Wie die DKMS: Weil Gamer*innen potenzielle Stammzellenspender*innen sind, war sie wieder mit einem verhältnismäßig großen Stand dabei und wurde dabei von Figuren aus Star Wars unterstützt. Während im Bezug auf den virtuellen Jugendschutz mitgedacht wurde, wurde das physische Wohlbefinden der (jüngeren) Besucher*innen weniger berücksichtigt. Nicht nur für die Kleinsten war der Lautstärkepegel, verstärkt durch laute Musik, (E-)Sportevents und Bühnenperformances sehr hoch.

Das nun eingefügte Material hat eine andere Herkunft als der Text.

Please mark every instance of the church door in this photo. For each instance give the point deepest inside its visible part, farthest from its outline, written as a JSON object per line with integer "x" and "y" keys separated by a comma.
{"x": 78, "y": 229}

Fazit: Für Gaming-Fans ist diese Messe sicherlich Pflicht. Für diejenigen, die es werden wollen, erscheint es empfehlenswert, mit einer kompetenten Begleitung zu kommen. Das umfangreiche Angebot ist beeindruckend, kann aber auch leicht zur Überforderung werden. Daher gilt für alle: Wenn es darum geht, möglichst viel mitzunehmen, reicht ein Tag nicht aus – allein schon, weil sich ein Spaziergang durch Köln ebenfalls lohnt.